2) Dear Eddies Advice,

    It seems as if my teacher dislikes me. I feel singled out every class and overall I feel targeted and picked apart. I’m graded so tough and always called out for messing things up and no one else is. It’s really starting to get on my nerves, but I don’t want to lash out and get in trouble. What do I do?

-Fed Up

Dear Fed Up,

    Take a step back and look over everything. Sometimes we over exaggerate how things are. Really pay attention, maybe your teacher does it to other students as well. Also, look at yourself. I know some students who complain about the same thing, when in reality they just don’t pay attention or participate and it’s their own fault.

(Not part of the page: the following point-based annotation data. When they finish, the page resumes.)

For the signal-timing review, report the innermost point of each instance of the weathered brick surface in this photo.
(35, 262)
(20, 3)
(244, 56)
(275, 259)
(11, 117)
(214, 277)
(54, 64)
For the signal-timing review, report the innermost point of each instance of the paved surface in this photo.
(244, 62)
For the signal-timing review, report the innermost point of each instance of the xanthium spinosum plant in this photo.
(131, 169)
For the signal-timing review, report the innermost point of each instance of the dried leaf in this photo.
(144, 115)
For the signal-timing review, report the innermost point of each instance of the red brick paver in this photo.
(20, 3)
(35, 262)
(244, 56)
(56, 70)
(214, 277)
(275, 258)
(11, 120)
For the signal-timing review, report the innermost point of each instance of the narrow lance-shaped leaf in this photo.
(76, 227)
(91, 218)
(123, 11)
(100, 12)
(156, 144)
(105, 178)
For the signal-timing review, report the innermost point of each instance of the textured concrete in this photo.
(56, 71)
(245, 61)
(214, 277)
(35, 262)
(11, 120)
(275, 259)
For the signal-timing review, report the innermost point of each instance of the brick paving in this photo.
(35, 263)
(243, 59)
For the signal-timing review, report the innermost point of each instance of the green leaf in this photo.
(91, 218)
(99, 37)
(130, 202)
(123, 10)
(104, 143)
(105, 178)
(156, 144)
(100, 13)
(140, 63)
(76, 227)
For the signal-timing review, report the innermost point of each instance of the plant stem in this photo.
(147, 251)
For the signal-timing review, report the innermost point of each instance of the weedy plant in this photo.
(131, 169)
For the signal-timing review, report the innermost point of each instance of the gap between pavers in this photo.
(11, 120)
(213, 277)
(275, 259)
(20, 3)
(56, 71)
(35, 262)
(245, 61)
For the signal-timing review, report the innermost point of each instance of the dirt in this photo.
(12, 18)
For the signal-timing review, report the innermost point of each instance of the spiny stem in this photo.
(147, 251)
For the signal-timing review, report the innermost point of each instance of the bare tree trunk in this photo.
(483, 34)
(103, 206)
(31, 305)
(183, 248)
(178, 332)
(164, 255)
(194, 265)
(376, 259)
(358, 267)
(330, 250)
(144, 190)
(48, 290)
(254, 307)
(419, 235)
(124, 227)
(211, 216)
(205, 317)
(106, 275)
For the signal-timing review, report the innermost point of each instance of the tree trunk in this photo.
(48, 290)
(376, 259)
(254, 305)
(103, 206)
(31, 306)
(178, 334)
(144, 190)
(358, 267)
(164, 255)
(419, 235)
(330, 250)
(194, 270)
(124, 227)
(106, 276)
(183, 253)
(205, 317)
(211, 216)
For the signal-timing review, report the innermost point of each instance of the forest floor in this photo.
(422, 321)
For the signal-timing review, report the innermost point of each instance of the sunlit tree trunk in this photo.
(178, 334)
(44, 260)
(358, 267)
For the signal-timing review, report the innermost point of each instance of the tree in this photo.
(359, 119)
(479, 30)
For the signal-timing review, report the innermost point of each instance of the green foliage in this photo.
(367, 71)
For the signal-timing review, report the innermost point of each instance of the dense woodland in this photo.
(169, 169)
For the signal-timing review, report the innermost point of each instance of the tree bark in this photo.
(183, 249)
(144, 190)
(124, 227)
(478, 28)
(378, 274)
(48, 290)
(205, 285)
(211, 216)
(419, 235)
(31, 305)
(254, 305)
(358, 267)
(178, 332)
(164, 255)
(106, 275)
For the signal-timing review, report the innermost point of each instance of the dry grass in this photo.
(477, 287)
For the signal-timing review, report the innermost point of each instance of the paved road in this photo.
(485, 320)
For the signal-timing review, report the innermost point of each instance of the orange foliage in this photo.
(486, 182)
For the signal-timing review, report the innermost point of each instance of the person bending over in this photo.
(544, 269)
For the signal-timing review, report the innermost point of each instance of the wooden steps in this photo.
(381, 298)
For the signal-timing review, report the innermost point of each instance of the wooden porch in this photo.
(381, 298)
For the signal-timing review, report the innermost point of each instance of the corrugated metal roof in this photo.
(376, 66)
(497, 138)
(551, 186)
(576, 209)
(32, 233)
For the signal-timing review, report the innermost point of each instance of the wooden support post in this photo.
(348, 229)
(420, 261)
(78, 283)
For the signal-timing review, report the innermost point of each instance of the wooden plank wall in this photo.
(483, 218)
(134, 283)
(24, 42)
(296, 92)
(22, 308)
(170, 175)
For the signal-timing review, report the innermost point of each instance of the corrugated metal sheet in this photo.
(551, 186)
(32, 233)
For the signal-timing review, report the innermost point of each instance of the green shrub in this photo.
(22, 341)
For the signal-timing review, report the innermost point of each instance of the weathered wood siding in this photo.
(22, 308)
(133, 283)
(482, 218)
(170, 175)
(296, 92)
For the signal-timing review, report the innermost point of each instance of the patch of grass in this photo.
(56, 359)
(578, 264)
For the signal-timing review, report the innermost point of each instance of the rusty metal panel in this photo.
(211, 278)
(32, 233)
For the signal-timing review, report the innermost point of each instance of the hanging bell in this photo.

If you’re a good student, though, and it really seems like that is what’s happening maybe try switching out of the class and if you can’t talk to the teacher? Ask them if you’ve done something or what you can do. I wouldn’t stress it too much though because it’s just going to make matters worse. I get it you don’t want to lash out as well, I’ve been to that point as well. Just take a deep breath and look at all your options. You can come back and vent here anytime you need to as well!

-A

3) Dear Eddies Advice,

    My friend is going through a really rough time right now and I don’t know how to help. I don’t deal with drama well and don’t understand her situation at all because I’ve never been through it or anything like it. I feel bad and just feel like I’m letting her down. How am I supposed to help her?

-Hopelessly Confused

Dear Hopelessly Confused,

    Do not feel bad, first of all. We can’t always understand what someone is going through and, yes, it’s not the greatest feeling when you know there is nothing you can do, but you have to do what you can. Sometimes the best you can do is just be there for them and let them talk it out. Let them know that although you may not understand, you are going to be there for them in any way that you can be. Ask what they need and if they don’t know, offer a hug instead and assure them you will be there for them when they need you. Do not feel bad though, it isn’t your fault and you have to realize that as well. I hope it works out for the both of you and let me know if there is anything else I can do.

-A

4) Dear Eddies Advice,

    Lately I’ve been really struggling. I have a lot of parts of my life everywhere and it’s hard to decide where to go. Like one weekend I have so many choices on where to go and who to visit, but I always feel like I’m choosing the wrong one and I’m letting others down. Any advice?

-Family Struggles

Dear Family Struggles,

    I am in the same boat. I do not live with either parent and when different options come up I don’t know where to go and I hate choosing one thing over another. You shouldn’t feel bad, though. I know that if I have the option to visit either parent, but I’m needed at home to watch kids, yeah it sucks, but I’m okay with it now because I will have more chances in the future to go see them. Don’t sweat it so much. It more or less seems like you’re overthinking it. I do that all the time, and trust me, once you step back and assure yourself that it’s okay, you’ll feel a heck of a lot better! Good luck!

-A

5) Dear Eddies Advice,

    My mom and I have been at each other’s throats lately. I don’t live with her, which you would think would help, but even then it seems like we’re always fighting and, whenever I visit, we fight more. I just don’t know what to do. What do you think?

-Anonymous

Dear Anonymous,

    I know you can’t tell, but I’m sighing in relief that I’m not the only one struggling with a parent. I’ve worked most of it out, but it is a process. First thing to think about, she’s your mom. You both are required to love each other unconditionally and you shouldn’t spend your time fighting. Think about what you’ve been fighting about and try sitting down alone with her to talk it out the best you can. Half the time, I don’t even know what my mom and I are fighting about! I brush it off and move on and try not to let it get to me because it just isn’t worth it. I hope you can work things out, I really do. If it doesn’t, just come back here!